CHARLES DEAN HAGEL never talked about bombing Japan. He certainly took pride in his service. For a few years, he commanded American Legion Post 79 in Ainsworth, Nebraska, where he and his fello
w veterans and their families gathered. They said the Pledge of Allegiance, carried the flag in local parades, and wore their distinctive Legion campaign caps. But late in the evening, after the wives took the children home to bed, when the blue haze of cigarette smoke lingered and the shots and beers went down one more time, the young men with old eyes said some things.

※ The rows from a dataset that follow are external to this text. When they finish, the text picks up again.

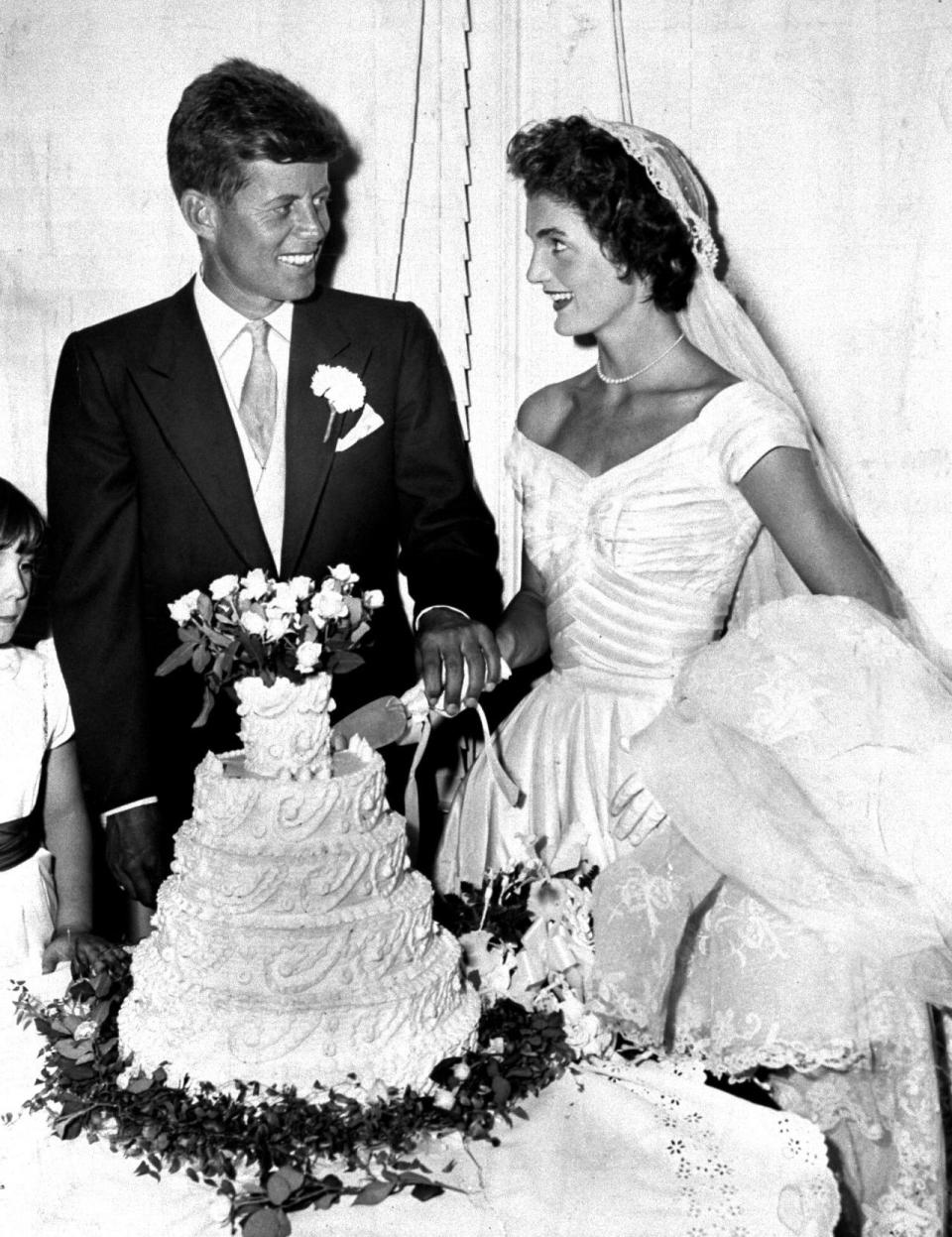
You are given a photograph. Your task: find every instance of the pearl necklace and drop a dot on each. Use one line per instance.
(637, 372)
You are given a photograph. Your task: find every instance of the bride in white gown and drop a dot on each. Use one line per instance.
(773, 885)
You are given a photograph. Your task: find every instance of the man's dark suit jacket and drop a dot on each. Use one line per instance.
(149, 497)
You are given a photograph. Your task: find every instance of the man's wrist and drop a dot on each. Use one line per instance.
(430, 609)
(126, 806)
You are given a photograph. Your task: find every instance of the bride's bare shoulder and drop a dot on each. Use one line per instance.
(545, 410)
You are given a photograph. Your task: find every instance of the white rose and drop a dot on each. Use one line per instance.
(494, 962)
(342, 389)
(223, 586)
(308, 656)
(328, 605)
(301, 586)
(255, 585)
(285, 600)
(184, 607)
(342, 572)
(276, 626)
(584, 1031)
(444, 1098)
(252, 622)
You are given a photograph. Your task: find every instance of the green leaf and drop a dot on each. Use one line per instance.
(266, 1222)
(501, 1088)
(208, 702)
(372, 1193)
(292, 1175)
(200, 659)
(180, 656)
(279, 1188)
(424, 1192)
(342, 661)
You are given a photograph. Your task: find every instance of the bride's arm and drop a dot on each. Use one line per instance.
(821, 545)
(524, 634)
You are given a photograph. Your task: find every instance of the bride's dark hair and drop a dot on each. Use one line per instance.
(576, 162)
(21, 525)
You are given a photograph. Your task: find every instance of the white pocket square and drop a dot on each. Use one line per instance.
(367, 422)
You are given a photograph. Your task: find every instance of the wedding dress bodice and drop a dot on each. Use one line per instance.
(640, 564)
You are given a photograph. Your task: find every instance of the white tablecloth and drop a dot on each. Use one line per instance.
(652, 1155)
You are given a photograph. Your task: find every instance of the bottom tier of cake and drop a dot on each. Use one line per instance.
(394, 1040)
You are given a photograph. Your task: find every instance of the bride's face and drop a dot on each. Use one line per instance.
(584, 286)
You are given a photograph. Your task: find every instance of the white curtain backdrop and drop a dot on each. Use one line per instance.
(823, 129)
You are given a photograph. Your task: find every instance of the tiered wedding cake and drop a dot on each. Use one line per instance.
(292, 942)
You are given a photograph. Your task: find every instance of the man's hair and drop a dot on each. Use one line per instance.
(581, 165)
(236, 113)
(21, 526)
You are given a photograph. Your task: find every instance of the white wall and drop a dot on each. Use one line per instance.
(822, 129)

The marine who’d hugged the black sand of Iwo Jima, the tank sergeant who’d pulled his stricken Sherman from a shell hole at Anzio, the submarine sailor who’d sweated out a depth charge attack in the Bungo Strait, and Hagel the B-24 tail gunner—well, they all talked a bit, usually about practical jokes, or stupid officers, or exotic sights. Never about the worst things. You didn’t have to say them. These guys knew. So you drained the stale beers and stubbed out the smokes and headed home. And next Saturday night you’d do it again.
Charles Hagel was just eighteen when the Japanese bombed Pearl Harbor. His father, Charles Leo Hagel, known to all as Charlie, served in the Great War. So did Charlie’s two brothers, both so badly wounded that they drew disability stipends and still lived at home with their mother, Bertha, and the Hagel patriarch, Herman Christian, who spoke English with the strong accent of his native Germany. Herman, another immigrant homesteader among many, settled in Rushville. The very name Hagel, German for hail, suggested an elemental force of nature. Sometimes, if pressed, the old man’s temper erupted. But as a rule, Grandpa Herman kept it all well in hand. He epitomized the discipline of hard work. Herman drove a wagon for a living. Near the end of the Indian Wars, Grandpa Hagel often carried supplies north to Fort Robinson, Camp Sheridan, and the other U.S. Army posts rimming the Pine Ridge Reservation just across the state boundary in South Dakota.29 Two counties east of his grandparents in Rushville, Charles Dean Hagel grew up in Ainsworth. There was no doubt that when the army called, he’d go. That’s what Nebraskans did. That’s what Hagels did.